I’m having an issue where my area light is creating this hard shadow on these columns. The shadow seems to correlate with the angle of the area light. I don’t think it is a problem with the column because it also happens with a default cube object. If I switch to a point light the shadow issue seems go away. Could someone help me solve this issue?
Hi, this is happening because realtime or mixed area lights use a shadowmap projection which is essentially the same as spotlights. The shadowcasting geometry is right at the edge (penumbra) of the light’s influence, and will likely always receive a distorted portion of the shadowmap, which can result in unexpected results due to stretching of the map at these extreme angles not playing nicely with precision and biasing. Your nearplane is also very close to the light’s position, increasing that will get you some extra precision and better quality shadows generally.
Point lights do not suffer in the same way, because they actually use a 6-sided array of shadowmaps, to cover the cardinal axes of the light. Therefore, the geometry perpendicular to the light is receiving a shadowmap which is straight-on from the perspective of the source, which will yield nice crisp shadows. Incidentally, you should really try to avoid using realtime points for this reason as you’re effectively running 6 vertex shaders to render depth, for every point light, for every frame using this update method.
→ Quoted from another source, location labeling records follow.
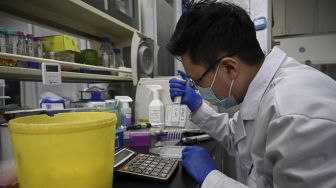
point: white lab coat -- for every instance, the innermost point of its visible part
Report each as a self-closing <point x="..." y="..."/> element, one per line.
<point x="285" y="128"/>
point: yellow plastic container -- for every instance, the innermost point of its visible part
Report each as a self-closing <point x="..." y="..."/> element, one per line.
<point x="70" y="150"/>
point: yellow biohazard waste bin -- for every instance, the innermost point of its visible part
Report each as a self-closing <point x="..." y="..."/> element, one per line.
<point x="69" y="150"/>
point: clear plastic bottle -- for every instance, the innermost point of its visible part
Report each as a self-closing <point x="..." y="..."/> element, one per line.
<point x="12" y="40"/>
<point x="107" y="57"/>
<point x="29" y="45"/>
<point x="21" y="43"/>
<point x="118" y="57"/>
<point x="38" y="47"/>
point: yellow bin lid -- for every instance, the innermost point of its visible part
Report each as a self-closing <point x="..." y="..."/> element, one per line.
<point x="62" y="123"/>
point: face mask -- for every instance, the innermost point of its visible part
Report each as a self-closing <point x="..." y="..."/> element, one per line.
<point x="208" y="95"/>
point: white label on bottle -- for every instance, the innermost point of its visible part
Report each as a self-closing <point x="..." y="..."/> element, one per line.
<point x="176" y="114"/>
<point x="169" y="111"/>
<point x="155" y="114"/>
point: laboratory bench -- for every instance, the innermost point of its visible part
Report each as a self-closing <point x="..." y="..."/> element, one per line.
<point x="180" y="178"/>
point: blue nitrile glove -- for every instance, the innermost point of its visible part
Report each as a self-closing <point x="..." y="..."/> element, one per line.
<point x="182" y="88"/>
<point x="198" y="162"/>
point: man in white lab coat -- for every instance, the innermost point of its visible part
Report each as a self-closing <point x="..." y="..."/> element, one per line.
<point x="284" y="134"/>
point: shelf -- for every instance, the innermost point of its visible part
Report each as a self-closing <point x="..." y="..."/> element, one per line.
<point x="72" y="15"/>
<point x="65" y="63"/>
<point x="18" y="73"/>
<point x="25" y="74"/>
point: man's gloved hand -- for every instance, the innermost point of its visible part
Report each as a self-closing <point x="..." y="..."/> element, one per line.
<point x="182" y="88"/>
<point x="198" y="163"/>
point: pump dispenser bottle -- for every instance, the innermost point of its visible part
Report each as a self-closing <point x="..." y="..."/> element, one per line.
<point x="156" y="107"/>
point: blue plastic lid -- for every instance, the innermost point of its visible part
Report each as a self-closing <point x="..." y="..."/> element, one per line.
<point x="117" y="50"/>
<point x="105" y="39"/>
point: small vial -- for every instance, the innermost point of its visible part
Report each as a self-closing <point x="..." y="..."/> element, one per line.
<point x="38" y="47"/>
<point x="29" y="45"/>
<point x="21" y="46"/>
<point x="12" y="40"/>
<point x="3" y="34"/>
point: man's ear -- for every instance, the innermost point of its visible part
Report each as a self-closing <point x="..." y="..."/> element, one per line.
<point x="232" y="66"/>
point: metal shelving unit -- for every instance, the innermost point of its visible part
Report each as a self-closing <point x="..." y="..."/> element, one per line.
<point x="19" y="73"/>
<point x="74" y="16"/>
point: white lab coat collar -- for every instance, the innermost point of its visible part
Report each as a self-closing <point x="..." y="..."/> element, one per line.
<point x="249" y="106"/>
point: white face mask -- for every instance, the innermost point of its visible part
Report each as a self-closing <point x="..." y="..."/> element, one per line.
<point x="208" y="95"/>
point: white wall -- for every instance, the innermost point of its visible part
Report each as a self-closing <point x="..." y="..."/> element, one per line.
<point x="318" y="49"/>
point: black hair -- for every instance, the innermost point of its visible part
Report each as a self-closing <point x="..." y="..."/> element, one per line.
<point x="208" y="28"/>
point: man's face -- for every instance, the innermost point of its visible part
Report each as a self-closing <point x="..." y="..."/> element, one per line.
<point x="195" y="72"/>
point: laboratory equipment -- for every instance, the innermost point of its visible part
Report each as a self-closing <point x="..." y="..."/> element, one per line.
<point x="107" y="56"/>
<point x="194" y="139"/>
<point x="147" y="166"/>
<point x="21" y="49"/>
<point x="143" y="98"/>
<point x="143" y="57"/>
<point x="3" y="35"/>
<point x="65" y="150"/>
<point x="119" y="142"/>
<point x="38" y="46"/>
<point x="88" y="56"/>
<point x="51" y="74"/>
<point x="126" y="110"/>
<point x="139" y="139"/>
<point x="118" y="57"/>
<point x="30" y="45"/>
<point x="176" y="115"/>
<point x="168" y="151"/>
<point x="52" y="104"/>
<point x="155" y="107"/>
<point x="12" y="40"/>
<point x="260" y="23"/>
<point x="52" y="101"/>
<point x="93" y="93"/>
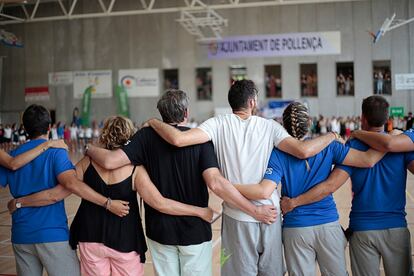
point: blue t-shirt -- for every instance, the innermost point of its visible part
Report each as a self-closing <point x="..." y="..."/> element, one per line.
<point x="38" y="224"/>
<point x="297" y="178"/>
<point x="379" y="192"/>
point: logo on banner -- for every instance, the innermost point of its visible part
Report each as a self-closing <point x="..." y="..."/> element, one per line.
<point x="128" y="82"/>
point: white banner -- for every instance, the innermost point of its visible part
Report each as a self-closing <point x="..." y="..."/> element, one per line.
<point x="404" y="81"/>
<point x="294" y="44"/>
<point x="140" y="82"/>
<point x="100" y="80"/>
<point x="60" y="78"/>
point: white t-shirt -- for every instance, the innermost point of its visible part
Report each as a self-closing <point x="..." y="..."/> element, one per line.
<point x="243" y="148"/>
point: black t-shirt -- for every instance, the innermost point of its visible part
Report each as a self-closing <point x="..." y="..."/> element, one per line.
<point x="177" y="173"/>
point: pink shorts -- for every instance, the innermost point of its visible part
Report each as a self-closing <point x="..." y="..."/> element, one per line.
<point x="100" y="260"/>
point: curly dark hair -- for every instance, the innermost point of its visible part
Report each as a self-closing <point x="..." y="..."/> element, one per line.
<point x="116" y="132"/>
<point x="296" y="120"/>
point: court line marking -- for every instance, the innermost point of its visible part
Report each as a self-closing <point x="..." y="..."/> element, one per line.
<point x="409" y="195"/>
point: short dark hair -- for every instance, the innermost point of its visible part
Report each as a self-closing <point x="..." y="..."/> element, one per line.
<point x="36" y="120"/>
<point x="375" y="110"/>
<point x="240" y="93"/>
<point x="172" y="106"/>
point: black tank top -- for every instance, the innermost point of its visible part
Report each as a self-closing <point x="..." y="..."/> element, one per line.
<point x="93" y="223"/>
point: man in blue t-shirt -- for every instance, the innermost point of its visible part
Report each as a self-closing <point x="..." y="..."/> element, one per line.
<point x="40" y="234"/>
<point x="377" y="218"/>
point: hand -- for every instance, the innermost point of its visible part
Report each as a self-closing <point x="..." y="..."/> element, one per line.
<point x="287" y="204"/>
<point x="58" y="144"/>
<point x="207" y="214"/>
<point x="396" y="132"/>
<point x="340" y="140"/>
<point x="119" y="208"/>
<point x="266" y="213"/>
<point x="354" y="133"/>
<point x="11" y="205"/>
<point x="145" y="124"/>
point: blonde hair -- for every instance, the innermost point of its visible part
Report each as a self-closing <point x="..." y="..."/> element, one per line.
<point x="116" y="132"/>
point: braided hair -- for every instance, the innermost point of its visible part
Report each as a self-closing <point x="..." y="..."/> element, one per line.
<point x="296" y="120"/>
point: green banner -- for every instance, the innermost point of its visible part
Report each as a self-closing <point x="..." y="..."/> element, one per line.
<point x="86" y="106"/>
<point x="397" y="111"/>
<point x="122" y="96"/>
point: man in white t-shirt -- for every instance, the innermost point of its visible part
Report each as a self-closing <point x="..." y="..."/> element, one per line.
<point x="243" y="144"/>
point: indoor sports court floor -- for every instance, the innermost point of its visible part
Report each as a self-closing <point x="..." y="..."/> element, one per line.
<point x="342" y="197"/>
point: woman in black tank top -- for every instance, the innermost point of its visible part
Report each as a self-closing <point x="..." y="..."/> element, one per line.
<point x="109" y="243"/>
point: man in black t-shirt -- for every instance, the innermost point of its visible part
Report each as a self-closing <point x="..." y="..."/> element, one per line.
<point x="179" y="245"/>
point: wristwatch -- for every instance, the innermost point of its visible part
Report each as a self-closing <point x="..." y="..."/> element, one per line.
<point x="18" y="205"/>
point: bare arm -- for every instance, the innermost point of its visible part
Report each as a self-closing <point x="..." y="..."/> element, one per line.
<point x="176" y="137"/>
<point x="411" y="167"/>
<point x="263" y="190"/>
<point x="363" y="159"/>
<point x="69" y="181"/>
<point x="307" y="148"/>
<point x="153" y="198"/>
<point x="335" y="180"/>
<point x="42" y="198"/>
<point x="225" y="190"/>
<point x="385" y="142"/>
<point x="108" y="159"/>
<point x="14" y="163"/>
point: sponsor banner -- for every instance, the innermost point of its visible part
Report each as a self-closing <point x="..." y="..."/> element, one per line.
<point x="35" y="94"/>
<point x="404" y="81"/>
<point x="86" y="106"/>
<point x="293" y="44"/>
<point x="397" y="111"/>
<point x="123" y="105"/>
<point x="60" y="78"/>
<point x="140" y="82"/>
<point x="100" y="81"/>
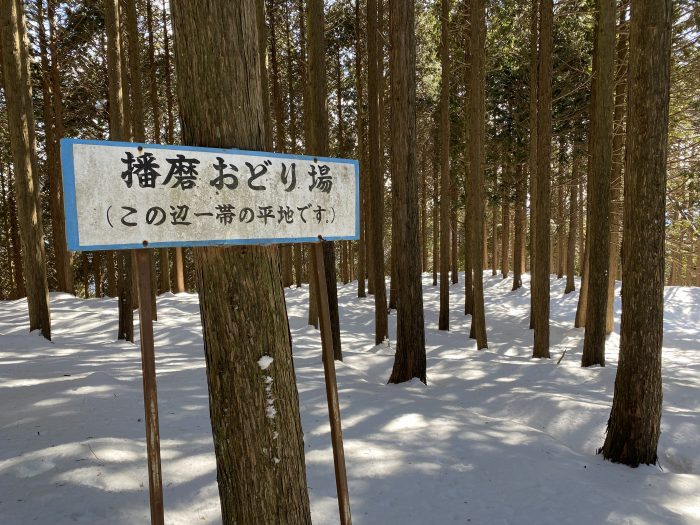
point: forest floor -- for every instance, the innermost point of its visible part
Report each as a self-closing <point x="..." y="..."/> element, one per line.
<point x="495" y="438"/>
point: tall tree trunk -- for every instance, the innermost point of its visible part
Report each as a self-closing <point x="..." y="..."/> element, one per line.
<point x="599" y="198"/>
<point x="573" y="224"/>
<point x="178" y="269"/>
<point x="17" y="270"/>
<point x="20" y="121"/>
<point x="164" y="259"/>
<point x="454" y="248"/>
<point x="561" y="224"/>
<point x="635" y="419"/>
<point x="97" y="272"/>
<point x="117" y="130"/>
<point x="476" y="162"/>
<point x="532" y="156"/>
<point x="137" y="112"/>
<point x="436" y="212"/>
<point x="444" y="319"/>
<point x="360" y="37"/>
<point x="618" y="155"/>
<point x="519" y="226"/>
<point x="494" y="238"/>
<point x="409" y="361"/>
<point x="53" y="111"/>
<point x="505" y="236"/>
<point x="376" y="190"/>
<point x="317" y="144"/>
<point x="468" y="188"/>
<point x="253" y="401"/>
<point x="542" y="201"/>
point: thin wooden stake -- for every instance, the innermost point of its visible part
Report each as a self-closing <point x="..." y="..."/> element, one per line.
<point x="150" y="395"/>
<point x="341" y="480"/>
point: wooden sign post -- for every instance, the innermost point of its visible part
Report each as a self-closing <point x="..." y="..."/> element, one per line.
<point x="126" y="196"/>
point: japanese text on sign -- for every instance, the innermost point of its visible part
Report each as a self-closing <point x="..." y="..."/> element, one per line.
<point x="119" y="195"/>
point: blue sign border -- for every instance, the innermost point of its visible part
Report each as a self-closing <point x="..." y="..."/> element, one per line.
<point x="71" y="210"/>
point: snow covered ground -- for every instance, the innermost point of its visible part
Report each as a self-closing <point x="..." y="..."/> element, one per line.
<point x="495" y="438"/>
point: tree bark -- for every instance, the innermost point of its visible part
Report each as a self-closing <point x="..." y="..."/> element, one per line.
<point x="635" y="419"/>
<point x="476" y="163"/>
<point x="137" y="109"/>
<point x="20" y="121"/>
<point x="532" y="156"/>
<point x="618" y="155"/>
<point x="444" y="319"/>
<point x="117" y="130"/>
<point x="599" y="198"/>
<point x="317" y="144"/>
<point x="409" y="361"/>
<point x="573" y="224"/>
<point x="454" y="248"/>
<point x="17" y="270"/>
<point x="376" y="190"/>
<point x="53" y="128"/>
<point x="436" y="211"/>
<point x="360" y="37"/>
<point x="468" y="188"/>
<point x="494" y="239"/>
<point x="254" y="407"/>
<point x="542" y="201"/>
<point x="519" y="226"/>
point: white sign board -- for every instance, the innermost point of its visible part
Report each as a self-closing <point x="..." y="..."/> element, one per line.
<point x="121" y="195"/>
You could tweak the biasing to get slightly nicer results, but as the geometry it right at the edges of the room and unlikely to interact with characters, I’d maybe just use a baked light to light this part of the room and save my realtime shadow-casters for some spotlights with a much narrower cone. A diffuse area light like this would not actually cast a hard shadow to adjescent geometry anyhow. These lights naturally create very soft indirect shadows that would look more similar to AO or “blob” shadowing, so the hard shadows you are trying to create here are not appropriate.